The video shows a battered cockpit and falling-apart cabin that would have sweltered in 40-degree temperatures during multiple summers.
Website aussieairliners.org says Qantas took delivery of the aircraft on 20 July 1992, and was later named City of Mandurah.
Qantas sold its last 747, VH-OEJ, along with five others to General Electric in 2019 and its last-known location was in the separate Mojave Desert boneyard.
Desert boneyards are preferred by airlines for storage – either temporary or permanent – because the 49-degree temperatures prevent rust and precipitation can be as low as just 130mm a year.
Little has been reported as to exactly what General Electric Co plans to do with the Qantas 747s.
VH-OEJ’s final journey in July 2020 included an emotional take-off to the tune of I Still Call Australia Home.
First-leg captain Sharelle Quinn flew the aircraft over Sydney’s CBD, Harbour and beaches before heading to the HARS Museum, where she dipped its wings in a final salute to the first 747-400 housed at the attraction, VH-OJA.
Then, unexpectedly, Quinn drew a 275-kilometre x 250-kilometre Qantas Kangaroo in the sky.
Last month, Australian Aviation reported how Qantas took taken original wall panels from one of its retired 747-200s stored a desert boneyard to recreate the aircraft’s 1970s upstairs lounge.
The custom-made replica will be displayed at the Qantas Founders Museum and showcases the 1970s first-class hangout where 15 first-class passengers could drink a cocktail or smoke a cigar.
The airline said fabrics and bold colours of the decade have been “meticulously recreated” to match the originals.
Accessed via a spiral staircase, the exclusive retreat was eventually phased out in 1979 and replaced with business class seating.
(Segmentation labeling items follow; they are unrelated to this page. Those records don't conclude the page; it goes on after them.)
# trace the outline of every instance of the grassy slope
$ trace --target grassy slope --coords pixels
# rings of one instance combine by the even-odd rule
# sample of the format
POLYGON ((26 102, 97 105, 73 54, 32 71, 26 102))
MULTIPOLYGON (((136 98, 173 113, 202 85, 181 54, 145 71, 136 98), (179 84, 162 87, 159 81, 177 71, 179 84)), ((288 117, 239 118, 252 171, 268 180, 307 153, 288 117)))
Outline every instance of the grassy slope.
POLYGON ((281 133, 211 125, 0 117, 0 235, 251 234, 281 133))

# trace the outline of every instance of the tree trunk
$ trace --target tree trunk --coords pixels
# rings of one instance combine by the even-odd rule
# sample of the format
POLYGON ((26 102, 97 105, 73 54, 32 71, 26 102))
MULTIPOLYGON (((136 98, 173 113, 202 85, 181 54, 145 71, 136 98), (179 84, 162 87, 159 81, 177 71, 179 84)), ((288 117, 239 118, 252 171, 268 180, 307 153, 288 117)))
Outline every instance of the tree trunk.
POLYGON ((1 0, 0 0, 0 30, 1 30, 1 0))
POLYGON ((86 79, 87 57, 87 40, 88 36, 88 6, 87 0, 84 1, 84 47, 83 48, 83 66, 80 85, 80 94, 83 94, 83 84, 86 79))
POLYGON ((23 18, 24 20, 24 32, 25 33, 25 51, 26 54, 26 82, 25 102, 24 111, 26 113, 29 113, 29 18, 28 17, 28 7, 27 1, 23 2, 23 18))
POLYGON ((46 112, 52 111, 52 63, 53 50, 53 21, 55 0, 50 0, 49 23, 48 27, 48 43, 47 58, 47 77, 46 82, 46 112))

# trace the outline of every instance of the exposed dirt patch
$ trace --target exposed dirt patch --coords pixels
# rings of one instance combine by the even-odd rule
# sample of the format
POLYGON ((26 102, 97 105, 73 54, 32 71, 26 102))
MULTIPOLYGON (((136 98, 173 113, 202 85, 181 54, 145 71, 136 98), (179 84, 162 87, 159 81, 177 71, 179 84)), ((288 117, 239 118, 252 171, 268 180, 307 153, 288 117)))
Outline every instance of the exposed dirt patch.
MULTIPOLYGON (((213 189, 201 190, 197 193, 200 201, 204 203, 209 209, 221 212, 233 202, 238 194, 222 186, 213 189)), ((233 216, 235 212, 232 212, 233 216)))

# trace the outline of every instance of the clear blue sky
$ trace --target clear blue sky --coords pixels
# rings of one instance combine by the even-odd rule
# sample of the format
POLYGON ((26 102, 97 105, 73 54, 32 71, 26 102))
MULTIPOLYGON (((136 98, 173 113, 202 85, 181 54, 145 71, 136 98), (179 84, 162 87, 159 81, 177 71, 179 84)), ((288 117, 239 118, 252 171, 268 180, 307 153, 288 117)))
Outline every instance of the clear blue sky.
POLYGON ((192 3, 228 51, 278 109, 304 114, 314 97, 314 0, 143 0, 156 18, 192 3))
Qantas Founders Museum CEO Tony Martin said, “We are excited to be able to showcase this new exhibit within the Museum which will be able to take aviation and travel enthusiasts on a walk down memory lane for generations to come.”
Qantas donated funds raised from the 747 retirement joy flights in 2020 to help cover installation costs for the installation that will feature in the main exhibition hall.